L’eleganza, la bellezza della semplicità e dell’innocenza sono perse per l’uomo. Occorre crescere verso la vulnerabilità, la tenerezza, la duttilità della meditazione e allora soltanto l’uomo sarà degno del proprio nome.
Leggiamo alcuni brani tratti da Il mistero del silenzio di Vimala Thakar, maestra spirituale indiana, ex-allieva di Jiddu Krishnamurti e molto sensibile anche verso la questione sociale (indiana e generale) – qualcosa di abbastanza raro tra i cosiddetti “maestri spirituali”:
“Bisogna imparare che cos’è l’osservazione. Se io sono colui che esperisce, allora verrò coinvolto nel processo di esperire, e non sarò capace di osservare il movimento della mente. […]
Mentre sedevamo per qualche minuto in silenzio, dovete aver notato il pianto di un bambino. La mente faceva resistenza? Se la mente resiste allora c’è una frizione, e la frizione sfocia nella noia e nell’irritazione, e lo stato di osservazione va perduto. Ogni reazione nasce dalla resistenza. […] Non resistete […]. Avete mai notato le resistenze agli eventi della vita? […] L’emozione crea una resistenza, una divisione. Voi volete interpretare l’evento, identificarlo, riconoscerlo, valutarlo, dargli un’etichetta e collocarlo nella memoria sotto qualche categoria, in modo che tale esperienza vi sia utile per un’ulteriore interpretazione degli eventi. Desideriamo avere una difesa, e le esperienze sono parte del meccanismo di difesa, così come lo è la conoscenza. Abbiamo paura di essere esposti alla vita, di vivere in uno stato di innocenza, di assoluta, incondizionata vulnerabilità al nudo tocco della vita così com’è […]. Vogliamo coltivare le resistenze, acquisire risposte sotto forma di esperienza, immagazzinarle nella memoria, cosicché si possa aprire il cassetto o lo schedario della memoria, riferirsi a esso ogni qualvolta ci sia una sfida e tirar fuori la risposta condizionata. […]
Avete notato quanto è monca, sbilanciata la crescita dell’uomo? Egli ha raffinato il cervello perdendo l’eleganza della semplicità; ha perso la capacità di guardare le cose senza nessun movente, con innocenza, senza trasformare l’atto e l’oggetto di osservazione in un mezzo volto a un fine. L’eleganza, la bellezza della semplicità e dell’innocenza sono perse per l’uomo. Occorre crescere verso la vulnerabilità, la tenerezza, la duttilità della meditazione e allora soltanto l’uomo sarà degno del proprio nome.

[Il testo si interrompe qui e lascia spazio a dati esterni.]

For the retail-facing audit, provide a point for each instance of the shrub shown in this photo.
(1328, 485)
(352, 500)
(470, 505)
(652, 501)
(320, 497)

[…] L’uomo vive in uno stato più o meno nevrotico. Le nostre risposte sono inibite, le nostre percezioni condizionate. Non c’è alcuna spontaneità nella vita. Soltanto un processo meccanico di reazione in conformità con il condizionamento, la tradizione, le ambizioni, i movimenti personali e così via. […]
Occorre stare quietamente con se stessi per un po’ di tempo a osservare il movimento del pensiero, nello stato di osservazione. Bisogna impararlo, perché, non appena vi ponete nello stato di osservazione, riemerge la vecchia abitudine dell’introspezione, della valutazione. In una frazione di secondo lo stato di osservazione può andar perduto: allora diventate il giudice, colui che fa, colui che esperisce. Bisogna educarsi di giorno in giorno. […] Non è facile quello stato di osservazione in cui non fate qualcosa, in cui non siete attivi, né inattivi, in cui non state oziando e nemmeno non facendo; in cui l’attività mentale dualistica è tenuta in acquiescenza e resta attiva soltanto l’osservazione, né colui che fa, né colui che esperisce“.
Citazioni tratte da: Vimala Thakar, On an Eternal Voyage (Vimal Parivar: Bombay, 1994) e Vimalaji’s Global Pilgrimage, ed. Kaiser Irani (Vimal Prakashan Trust, Ahmedabad, 1996).